At 73 many would exclaim my life is over or nearly so. They
would be wrong, of course. Life is; it continues. With me or you, or not. Time
happens – in the moment and in the past and beckons for future, too.
So life goes on. Has for millennia. Will continue for
millennia likely, but we never know that for certain. And neither do we know if
life will continue for us – for me and you. We take it on faith it will. And if
that is so, if you agree that faith tells us life will continue, there is,
then, only one question remaining…
What will you do with your life? Indeed, what will I do with
my life?
Whatever is left of it to be lived, what will I do with it?
Options abound. Like eating food I really, really like. Like
napping when the mood prevails to do so. Like watching mindless TV to dull the
mind from other worries for a short while. Like reading a book or gazing out
the window. Maybe, scrape together enough money to buy a meal out or go to a
festive place for fun and games with other people, strangers mostly.

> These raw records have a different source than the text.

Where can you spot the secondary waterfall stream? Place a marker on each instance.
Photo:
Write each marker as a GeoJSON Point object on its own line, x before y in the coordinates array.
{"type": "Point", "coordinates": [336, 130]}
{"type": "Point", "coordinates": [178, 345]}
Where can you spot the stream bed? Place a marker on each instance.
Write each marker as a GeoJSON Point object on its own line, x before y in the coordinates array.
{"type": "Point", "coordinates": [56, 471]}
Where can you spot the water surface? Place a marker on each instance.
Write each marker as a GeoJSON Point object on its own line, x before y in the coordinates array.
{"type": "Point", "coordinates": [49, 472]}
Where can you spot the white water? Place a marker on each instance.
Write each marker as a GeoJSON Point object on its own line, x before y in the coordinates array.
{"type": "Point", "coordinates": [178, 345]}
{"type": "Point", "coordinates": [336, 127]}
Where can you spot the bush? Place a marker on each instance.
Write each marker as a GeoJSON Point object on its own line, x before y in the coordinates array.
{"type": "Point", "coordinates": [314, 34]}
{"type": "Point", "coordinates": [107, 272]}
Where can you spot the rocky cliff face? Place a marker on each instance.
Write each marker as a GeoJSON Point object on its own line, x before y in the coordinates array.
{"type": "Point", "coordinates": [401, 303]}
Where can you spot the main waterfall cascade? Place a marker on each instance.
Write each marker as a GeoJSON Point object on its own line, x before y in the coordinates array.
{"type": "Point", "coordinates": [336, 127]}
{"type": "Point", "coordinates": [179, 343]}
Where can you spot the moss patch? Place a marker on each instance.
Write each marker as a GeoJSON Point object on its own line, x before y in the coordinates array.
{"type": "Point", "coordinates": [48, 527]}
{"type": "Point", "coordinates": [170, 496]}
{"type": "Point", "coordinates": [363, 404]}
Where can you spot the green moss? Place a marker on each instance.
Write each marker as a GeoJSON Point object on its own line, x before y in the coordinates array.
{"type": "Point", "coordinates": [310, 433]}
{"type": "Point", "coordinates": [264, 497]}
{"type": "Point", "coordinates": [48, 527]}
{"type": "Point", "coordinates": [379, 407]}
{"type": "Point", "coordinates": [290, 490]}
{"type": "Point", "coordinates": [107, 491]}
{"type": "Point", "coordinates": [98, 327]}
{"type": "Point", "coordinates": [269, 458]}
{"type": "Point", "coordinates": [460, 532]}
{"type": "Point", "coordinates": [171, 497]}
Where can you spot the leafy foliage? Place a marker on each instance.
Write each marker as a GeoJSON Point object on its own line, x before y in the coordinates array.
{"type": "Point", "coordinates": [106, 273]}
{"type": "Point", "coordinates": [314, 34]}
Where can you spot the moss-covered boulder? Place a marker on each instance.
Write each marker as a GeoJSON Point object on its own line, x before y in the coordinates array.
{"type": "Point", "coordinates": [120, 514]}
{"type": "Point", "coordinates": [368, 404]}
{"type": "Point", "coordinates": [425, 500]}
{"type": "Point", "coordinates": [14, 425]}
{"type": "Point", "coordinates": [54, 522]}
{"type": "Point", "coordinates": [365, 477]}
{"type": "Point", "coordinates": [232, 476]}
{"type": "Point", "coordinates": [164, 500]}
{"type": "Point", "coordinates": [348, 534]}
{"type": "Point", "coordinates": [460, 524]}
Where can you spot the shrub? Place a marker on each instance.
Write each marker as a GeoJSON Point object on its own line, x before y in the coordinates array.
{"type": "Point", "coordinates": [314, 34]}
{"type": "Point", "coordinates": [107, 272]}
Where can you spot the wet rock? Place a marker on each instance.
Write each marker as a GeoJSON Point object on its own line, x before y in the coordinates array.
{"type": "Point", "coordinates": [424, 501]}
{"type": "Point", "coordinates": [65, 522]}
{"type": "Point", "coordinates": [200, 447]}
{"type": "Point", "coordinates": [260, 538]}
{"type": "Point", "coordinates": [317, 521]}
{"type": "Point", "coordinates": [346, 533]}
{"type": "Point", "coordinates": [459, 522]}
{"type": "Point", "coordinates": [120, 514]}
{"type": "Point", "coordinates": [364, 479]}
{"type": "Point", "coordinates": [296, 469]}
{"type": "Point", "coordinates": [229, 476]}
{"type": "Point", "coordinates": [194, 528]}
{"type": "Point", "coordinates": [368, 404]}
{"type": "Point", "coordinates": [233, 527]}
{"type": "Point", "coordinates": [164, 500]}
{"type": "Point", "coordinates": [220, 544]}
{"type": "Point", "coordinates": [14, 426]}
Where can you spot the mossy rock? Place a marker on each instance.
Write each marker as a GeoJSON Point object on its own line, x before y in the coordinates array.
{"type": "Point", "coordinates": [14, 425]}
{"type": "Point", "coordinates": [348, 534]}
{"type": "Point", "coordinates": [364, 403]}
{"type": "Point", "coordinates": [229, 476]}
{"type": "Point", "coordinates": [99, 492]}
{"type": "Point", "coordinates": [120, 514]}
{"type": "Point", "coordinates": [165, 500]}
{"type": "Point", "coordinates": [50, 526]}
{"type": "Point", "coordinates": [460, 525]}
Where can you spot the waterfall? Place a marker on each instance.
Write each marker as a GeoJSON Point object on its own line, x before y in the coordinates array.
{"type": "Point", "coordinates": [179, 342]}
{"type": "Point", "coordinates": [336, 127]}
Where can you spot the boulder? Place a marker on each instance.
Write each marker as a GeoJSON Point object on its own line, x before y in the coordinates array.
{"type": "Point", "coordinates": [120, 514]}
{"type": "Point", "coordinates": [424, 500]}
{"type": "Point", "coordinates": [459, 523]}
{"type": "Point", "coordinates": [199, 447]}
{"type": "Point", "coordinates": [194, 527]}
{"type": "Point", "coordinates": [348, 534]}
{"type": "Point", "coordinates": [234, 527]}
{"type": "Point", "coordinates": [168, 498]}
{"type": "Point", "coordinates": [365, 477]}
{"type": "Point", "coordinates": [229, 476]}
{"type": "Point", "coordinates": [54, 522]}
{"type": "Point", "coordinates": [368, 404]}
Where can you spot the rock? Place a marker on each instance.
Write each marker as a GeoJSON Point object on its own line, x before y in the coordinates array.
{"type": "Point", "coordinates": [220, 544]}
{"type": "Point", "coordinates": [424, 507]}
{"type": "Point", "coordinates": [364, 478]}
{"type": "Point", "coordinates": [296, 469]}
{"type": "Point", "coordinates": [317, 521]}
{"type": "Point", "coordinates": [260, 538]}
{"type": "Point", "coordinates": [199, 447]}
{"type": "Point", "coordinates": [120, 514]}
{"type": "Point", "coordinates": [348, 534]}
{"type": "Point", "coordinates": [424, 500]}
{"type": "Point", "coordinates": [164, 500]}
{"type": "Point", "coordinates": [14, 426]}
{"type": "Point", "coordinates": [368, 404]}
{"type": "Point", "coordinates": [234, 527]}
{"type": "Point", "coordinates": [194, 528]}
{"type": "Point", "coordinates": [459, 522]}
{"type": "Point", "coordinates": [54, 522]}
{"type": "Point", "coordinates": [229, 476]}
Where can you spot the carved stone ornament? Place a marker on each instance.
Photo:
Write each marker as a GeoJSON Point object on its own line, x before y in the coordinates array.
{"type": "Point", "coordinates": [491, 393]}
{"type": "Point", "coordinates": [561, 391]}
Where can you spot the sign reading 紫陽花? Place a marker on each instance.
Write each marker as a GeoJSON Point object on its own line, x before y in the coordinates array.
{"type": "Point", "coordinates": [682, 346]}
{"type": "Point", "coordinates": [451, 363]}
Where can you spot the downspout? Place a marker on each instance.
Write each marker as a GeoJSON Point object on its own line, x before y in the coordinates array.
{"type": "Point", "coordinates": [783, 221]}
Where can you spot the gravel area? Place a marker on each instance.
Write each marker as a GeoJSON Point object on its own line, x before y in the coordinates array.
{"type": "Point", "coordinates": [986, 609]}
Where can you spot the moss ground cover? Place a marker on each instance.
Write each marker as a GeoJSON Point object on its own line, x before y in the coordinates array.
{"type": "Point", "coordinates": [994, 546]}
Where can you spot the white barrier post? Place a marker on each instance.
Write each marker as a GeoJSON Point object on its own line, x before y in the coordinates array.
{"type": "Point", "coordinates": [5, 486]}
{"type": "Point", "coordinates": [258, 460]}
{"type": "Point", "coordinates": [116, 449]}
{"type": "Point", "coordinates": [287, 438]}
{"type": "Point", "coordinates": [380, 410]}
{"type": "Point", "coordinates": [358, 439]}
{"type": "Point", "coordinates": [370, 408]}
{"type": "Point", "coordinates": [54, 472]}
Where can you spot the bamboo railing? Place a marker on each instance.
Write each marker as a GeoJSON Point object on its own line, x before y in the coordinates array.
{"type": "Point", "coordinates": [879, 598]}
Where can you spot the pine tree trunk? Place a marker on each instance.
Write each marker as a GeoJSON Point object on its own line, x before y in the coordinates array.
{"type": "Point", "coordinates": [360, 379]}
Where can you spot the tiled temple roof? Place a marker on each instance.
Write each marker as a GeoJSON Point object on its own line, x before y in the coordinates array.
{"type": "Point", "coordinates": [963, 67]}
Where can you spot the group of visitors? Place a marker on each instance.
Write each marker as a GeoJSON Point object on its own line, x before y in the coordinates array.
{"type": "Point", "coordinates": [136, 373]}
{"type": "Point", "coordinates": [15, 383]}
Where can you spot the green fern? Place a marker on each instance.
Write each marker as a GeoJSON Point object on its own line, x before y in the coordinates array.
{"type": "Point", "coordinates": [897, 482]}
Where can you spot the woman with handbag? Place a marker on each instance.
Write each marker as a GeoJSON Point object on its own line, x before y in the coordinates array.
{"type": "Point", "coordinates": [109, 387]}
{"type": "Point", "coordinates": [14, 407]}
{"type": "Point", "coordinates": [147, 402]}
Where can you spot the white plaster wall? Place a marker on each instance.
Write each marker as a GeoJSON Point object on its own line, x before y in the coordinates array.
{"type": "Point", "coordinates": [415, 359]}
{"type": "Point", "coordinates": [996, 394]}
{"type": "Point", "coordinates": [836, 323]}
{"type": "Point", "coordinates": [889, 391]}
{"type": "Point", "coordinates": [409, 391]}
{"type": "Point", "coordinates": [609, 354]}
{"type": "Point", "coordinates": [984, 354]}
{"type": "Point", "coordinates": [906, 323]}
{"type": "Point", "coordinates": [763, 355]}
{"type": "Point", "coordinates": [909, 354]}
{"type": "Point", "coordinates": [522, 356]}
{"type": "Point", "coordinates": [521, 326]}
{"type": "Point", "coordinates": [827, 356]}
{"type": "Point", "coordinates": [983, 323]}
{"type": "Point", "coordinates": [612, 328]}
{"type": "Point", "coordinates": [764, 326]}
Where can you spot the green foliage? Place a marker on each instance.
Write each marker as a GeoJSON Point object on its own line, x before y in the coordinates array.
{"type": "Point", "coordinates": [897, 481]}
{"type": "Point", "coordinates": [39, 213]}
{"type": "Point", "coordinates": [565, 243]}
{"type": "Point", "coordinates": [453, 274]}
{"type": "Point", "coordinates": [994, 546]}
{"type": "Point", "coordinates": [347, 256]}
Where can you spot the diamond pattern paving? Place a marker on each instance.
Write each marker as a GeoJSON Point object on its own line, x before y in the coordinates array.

Or maybe spend more time with family. Nurture them a bit
more. Help them see the breadth and depth of life so they too will value it as
do I.
Somehow this pulls me in a direction. I don’t want to sit in
the chair. I don’t want to watch another meaningless TV program. I’d rather
ponder meaningful thoughts and see where they take me. I would much rather work
with people who seek change and betterment in their village or community. I
really want to bed engaged in the business of helping others. I don’t know why
this is. But it is. I yield to it. I accept it.
And I wonder why others don’t. Oh, I’m not alone in these
endeavors. Plenty of company awaits these efforts and enterprises. But I wonder
why vast armies are not so engaged most of the time. I get the need to earn a
living. The question is what living?
Life is not all about fun and games. It is not about drugs
or booze, either. It is not about tinsel and glittery things, or bubbly fluids.
No, life is about much more.
Like the smile on a young child’s face when she realizes
that some else cares about her and her well being. Or when an elder eagerly
grasps your hand or arm to cross the street or navigate a set of stairs with
safety. Or when kids eagerly enter the school building each day to discover new
wonders that still fuel excitement and dreams of the future.
Or like a group of kids – teenagers struggling with deep
problems – realize your help and time is a sign of caring. They talk; you
listen. They marvel that you do – listen. They get little of that at home or in
school. They wonder why adults are so dense at times! Yes, like that.
When we sing a song what are we feeding? Is it a sense of
belonging or aloneness? Is it an emotion of soul searching and discovery? Is it
a celebration of an accomplishment, or love, or deep attraction and engagement?
Why do we sing the song? Why do we yearn for the music and the words and sense
of wellness it brings to us?
Does a prayer do this for me? Does writing do this? Does
wondering and stewing about an issue do the same.
What is it I will do with my life? What of yours?
Will we seek order and purpose? Or will we shirk such effort
as too much work or too elusive? The seeking is the process. The order and purpose
is the fruit of the effort. Do not avoid it. Do not run away from it; it is the
gem you need and will want. It is the goal engendered to become the guiding
beam of the future.
Grab it for yourself. Help others grab their guiding beam,
too. So they are propelled into the good future. Self sustaining is such
effort. It keeps us going. And the goals are elusive too, just enough to keep
us reaching and yearning and working toward them. We become self sustaining.
They become self sustaining. Our society and nations and communities become
self sustaining and empowered to do great things.
Lifting up others one person at a time. This is our mission
and purpose. It is what I do for my life. It is not chosen, either. It is
written and demanded of me.
And what about you? Is this your story, too? Will it be?